Esattamente nel rifuggire da interpretazioni ideologiche e stereotipate di questo breve ma intenso momento storico sta il merito dell’operazione di severa e rigida ricerca d’archivio e di puntuale raccolta di dati e notazioni svolta dal nostro Autore.
Romano individua proprio nel buon governo di Amedeo le cause del perire del suo Regno. Il tentativo di privare la nobiltà del proprio potere destò sentimenti di insofferenza negli aristocratici. Ma c’è dell’altro. Le “colpe” di Vittorio Amedeo furono anche quelle di aver preteso – e di averlo preteso troppo in fretta - che i siciliani rinunciassero allo stato di torpore che li contraddistingueva: a lungo andare, i sudditi reagirono negativamente ai sacrifici richiesti dal loro re per uscire dallo stato di arretratezza in cui si trovava l’Isola. Il popolo, che come mette bene in luce Romano aveva partecipato con manifestazioni di giubilo all’arrivo e all’incoronazione del sovrano di casa Savoia, nel tempo si rivelò restìo ad accogliere il progetto riformatore di Amedeo.

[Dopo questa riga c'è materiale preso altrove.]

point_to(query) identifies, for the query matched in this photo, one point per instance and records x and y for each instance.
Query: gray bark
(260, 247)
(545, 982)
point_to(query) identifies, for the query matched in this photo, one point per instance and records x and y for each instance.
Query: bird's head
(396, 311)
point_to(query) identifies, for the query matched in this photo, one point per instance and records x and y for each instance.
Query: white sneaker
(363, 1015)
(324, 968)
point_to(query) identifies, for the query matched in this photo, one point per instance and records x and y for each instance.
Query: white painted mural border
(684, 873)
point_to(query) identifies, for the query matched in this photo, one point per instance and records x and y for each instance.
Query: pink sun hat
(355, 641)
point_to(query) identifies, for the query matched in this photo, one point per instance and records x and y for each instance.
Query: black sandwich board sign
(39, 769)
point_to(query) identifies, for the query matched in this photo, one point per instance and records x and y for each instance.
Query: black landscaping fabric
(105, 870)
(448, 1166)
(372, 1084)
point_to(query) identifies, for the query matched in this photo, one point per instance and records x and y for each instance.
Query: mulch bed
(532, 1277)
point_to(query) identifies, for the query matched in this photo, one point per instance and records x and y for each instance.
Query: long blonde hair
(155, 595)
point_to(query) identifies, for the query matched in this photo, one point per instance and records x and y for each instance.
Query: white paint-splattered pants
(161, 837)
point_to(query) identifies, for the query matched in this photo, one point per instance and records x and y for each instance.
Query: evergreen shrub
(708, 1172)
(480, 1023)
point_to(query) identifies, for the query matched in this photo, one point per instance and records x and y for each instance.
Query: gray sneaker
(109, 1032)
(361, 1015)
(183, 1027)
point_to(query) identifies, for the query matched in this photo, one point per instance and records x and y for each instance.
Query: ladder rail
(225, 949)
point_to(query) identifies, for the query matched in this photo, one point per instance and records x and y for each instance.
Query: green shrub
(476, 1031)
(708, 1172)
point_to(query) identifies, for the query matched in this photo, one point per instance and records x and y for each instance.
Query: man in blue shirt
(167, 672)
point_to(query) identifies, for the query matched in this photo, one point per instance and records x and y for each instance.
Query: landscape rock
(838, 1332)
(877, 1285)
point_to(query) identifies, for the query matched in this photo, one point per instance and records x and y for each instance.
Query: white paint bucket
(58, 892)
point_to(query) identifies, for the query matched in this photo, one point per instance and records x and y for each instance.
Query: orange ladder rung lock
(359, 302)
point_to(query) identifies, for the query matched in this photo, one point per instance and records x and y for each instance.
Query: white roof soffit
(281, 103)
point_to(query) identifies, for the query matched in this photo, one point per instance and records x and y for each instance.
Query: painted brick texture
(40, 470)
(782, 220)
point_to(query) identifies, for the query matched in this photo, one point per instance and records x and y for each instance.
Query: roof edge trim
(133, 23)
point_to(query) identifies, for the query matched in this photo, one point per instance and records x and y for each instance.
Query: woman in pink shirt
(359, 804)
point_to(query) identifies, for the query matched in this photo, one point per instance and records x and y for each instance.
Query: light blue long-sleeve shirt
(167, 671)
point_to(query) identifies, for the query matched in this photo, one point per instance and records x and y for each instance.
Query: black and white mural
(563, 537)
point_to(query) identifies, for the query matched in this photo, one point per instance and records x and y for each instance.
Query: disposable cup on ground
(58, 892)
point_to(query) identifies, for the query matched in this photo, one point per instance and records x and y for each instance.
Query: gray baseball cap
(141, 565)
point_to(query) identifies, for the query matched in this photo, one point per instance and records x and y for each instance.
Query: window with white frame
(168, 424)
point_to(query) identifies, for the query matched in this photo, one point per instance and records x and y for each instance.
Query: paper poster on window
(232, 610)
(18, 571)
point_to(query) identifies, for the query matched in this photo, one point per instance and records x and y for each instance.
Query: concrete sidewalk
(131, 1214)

Anche se potrebbe sembrare un’ovvietà, questo testo mette in risalto anche il ruolo giocato dalla Sicilia nelle dinamiche geopolitiche dell’epoca: contesa da spagnoli, austriaci e savoiardi ed in grado di ristabilire equilibri tra le grandi potenze. Inoltre, Amedeo, col suo breve Regno in Sicilia, creò un ponte di dialogo e collaborazione tra Nord e Sud e l’Autore sembra quasi volerci lasciar intuire che, se questo avesse avuto una più longeva estensione temporale, probabilmente oggi le relazioni sociali ed economiche tra i due estremi dell’Italia avrebbero delle connotazioni diverse.
Tommaso Romano e il suo “Vittorio Amedeo di Savoia Re di Sicilia” gettano nuova luce su ciò che, a torto, da sempre gli storici hanno dato per scontato e fanno riflettere sull’importanza del revisionismo storico, oltre a restituire dignità e verità storica ad un “episodio sfuggito alla storiografia” ufficiale.